It’s important for us to know when to slow down, take a break, and give ourselves a chance to recover.
Learning to recognise when it’s time to take our foot off the pedal is really important for not just us, but for the health of the relationships we have with others. Self-care is not only key to our own well-being, but equally as important for those we lead, work with, and hope to influence, as our care for others will be less effective when we neglect our own health.
Self-care isn’t selfish
Take for example the instructions given by an in flight air hostess who, in the case of an emergency, instructs passengers to put on their own oxygen mask before attending to anyone else. At first hearing, this could sound inconsiderate or even selfish, but then for one obvious reason it starts to make sense; if you die through lack of oxygen, you’ll be no good to anyone else.
The same applies for us in all areas of life. If we’re not well, we’re less likely to be able to care for the well-being of others.
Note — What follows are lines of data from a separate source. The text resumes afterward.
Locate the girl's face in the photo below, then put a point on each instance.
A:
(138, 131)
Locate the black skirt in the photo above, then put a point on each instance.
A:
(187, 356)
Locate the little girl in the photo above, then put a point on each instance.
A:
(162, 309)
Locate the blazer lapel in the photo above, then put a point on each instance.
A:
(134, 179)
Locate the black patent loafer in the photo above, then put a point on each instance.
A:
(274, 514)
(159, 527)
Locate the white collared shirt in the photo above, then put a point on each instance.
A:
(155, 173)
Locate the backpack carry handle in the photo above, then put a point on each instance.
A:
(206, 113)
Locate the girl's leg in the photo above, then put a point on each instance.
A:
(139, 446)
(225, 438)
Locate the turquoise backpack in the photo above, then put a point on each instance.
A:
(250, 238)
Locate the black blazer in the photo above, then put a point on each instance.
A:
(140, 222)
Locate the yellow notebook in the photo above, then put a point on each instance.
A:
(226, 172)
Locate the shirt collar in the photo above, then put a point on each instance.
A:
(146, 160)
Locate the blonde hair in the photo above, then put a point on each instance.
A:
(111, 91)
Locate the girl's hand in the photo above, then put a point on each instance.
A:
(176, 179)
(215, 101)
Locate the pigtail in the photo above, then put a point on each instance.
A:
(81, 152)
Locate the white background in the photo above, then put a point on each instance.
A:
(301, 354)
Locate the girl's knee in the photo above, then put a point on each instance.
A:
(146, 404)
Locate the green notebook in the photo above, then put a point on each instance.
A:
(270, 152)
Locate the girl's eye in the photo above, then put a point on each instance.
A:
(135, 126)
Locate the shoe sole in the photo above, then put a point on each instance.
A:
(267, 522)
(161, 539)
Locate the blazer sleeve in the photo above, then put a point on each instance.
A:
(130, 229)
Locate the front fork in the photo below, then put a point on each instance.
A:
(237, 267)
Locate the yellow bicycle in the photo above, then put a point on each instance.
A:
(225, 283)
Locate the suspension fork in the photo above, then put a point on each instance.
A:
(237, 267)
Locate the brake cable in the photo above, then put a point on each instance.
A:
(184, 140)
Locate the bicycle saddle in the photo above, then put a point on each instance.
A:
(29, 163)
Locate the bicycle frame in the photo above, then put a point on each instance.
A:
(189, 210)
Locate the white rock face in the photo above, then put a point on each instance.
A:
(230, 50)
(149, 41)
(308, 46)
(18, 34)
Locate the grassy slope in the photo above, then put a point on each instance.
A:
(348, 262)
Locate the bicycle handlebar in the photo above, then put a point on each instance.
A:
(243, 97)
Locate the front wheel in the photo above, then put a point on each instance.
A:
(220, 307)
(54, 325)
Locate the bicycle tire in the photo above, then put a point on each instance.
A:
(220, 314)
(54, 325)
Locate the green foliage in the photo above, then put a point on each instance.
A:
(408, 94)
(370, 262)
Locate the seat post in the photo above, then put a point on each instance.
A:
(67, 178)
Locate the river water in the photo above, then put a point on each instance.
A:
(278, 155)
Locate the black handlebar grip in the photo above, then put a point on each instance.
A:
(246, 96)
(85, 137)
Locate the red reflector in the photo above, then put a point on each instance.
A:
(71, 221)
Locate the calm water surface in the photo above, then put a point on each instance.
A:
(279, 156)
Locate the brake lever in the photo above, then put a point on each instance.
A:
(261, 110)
But despite seeing the logic in the importance of caring for ourselves, its not always easy.
When dedicated to something — whether in a personal or professional capacity — it’s easy to get so involved that we overlook our own health, stop looking after ourselves, and fail to see the signs that we’re at risk of burnout. And for those who are driven, goal focused, and who lean towards ‘working hard’, this can be even more difficult, as stopping can feel unnatural, ridden with guilt, and laden with other negative beliefs.
So, if you find yourself burning the candle at both ends, here are five signs that you may need to consider taking your foot off the pedal, having a break, and getting yourself back into working order:
#1. You don’t want to get out of bed
If when your alarm clock goes off, you feel more inclined to curl up under the duvet and hide than face the tasks of the day, you probably need to give thought to your emotional well-being.
#2. You have less patience than normal
Having less patience can often indicate a decrease in emotional capacity. Whenever you start becoming snappy or irritated with those closest to you, or taking things personally, it’s worth looking at how you’re doing.
#3. You’re reverting to unhealthy habits
If you’re aware that you’ve had unhealthy habits or addictions in the past, and are finding yourself reverting back to them, then it may be that you’re using the instant gratification found in those behaviours to meet a deeper emotional need.
#4. You’re caring less about important things
When things get difficult its sometimes easier to bury our heads in the sand than it is to face life. Becoming distracted by activities not linked to our life goals and purpose, are often an indicator that we’re drifting, and in need of rest.
#5. You’re avoiding things you usually like
There will be a number of things that excite you. For example, meeting with friends or exercising. However, if you’re feeling less motivated to do them, or making excuses not to participate, you’ll likely find that you’re emotionally tired.
Some useful questions to ask yourself
In addition to considering the above five signs, some helpful questions to ask yourself if you’re wondering about your emotional well-being could include:
- Am I finding it harder to concentrate than normal?
- Am I feeling physically lethargic, tired, or exhausted?
- Am I feeling more cynical or critical about situations or people?
- Am I often feeling tearful or sad?
- Am I finding it hard to stay motivated?
Answering these questions honestly will help to give you an indication as to whether you need to simply take a break, or seek support for other conditions such as depression.
It’s important that we give thought to our care for self, as making self-care a regular and consistent practice is essential to our own health, and to the effectiveness of what we do both personally and professionally.
And making a start doesn’t have to be that difficult. In fact, you could simply start by taking the following steps:
- Take 10-15 minutes to assess how you really are (e.g. refer to the points and questions above)
- Identify some things that are consuming your emotional energy and apply the four D’s principle,
- Identify some things that bring you real contentment (e.g. exercise, pampering, prayer, walking in nature, listening to music),
- Schedule in time (actually put it in the diary, as you would a meeting) to do one or all of them,
- Keep your promise to yourself!
Practising self-care demonstrates a valuing of life and purpose
The benefits of choosing self-care are countless, including an improvement in our overall sense of well-being, our relationships with others, and our productivity. In pausing to assess our well-being, and going one step further to implement any necessary changes, we’re also acknowledging our mortality and helpfully reminding ourselves that we can’t do it all.
But most importantly, as we commit to assessing our wellbeing and choose to practise self-care, we make a statement of self-love that expresses the value we place on ourselves.
Which of the points most resonate with you, and when was the last time you practised self-care?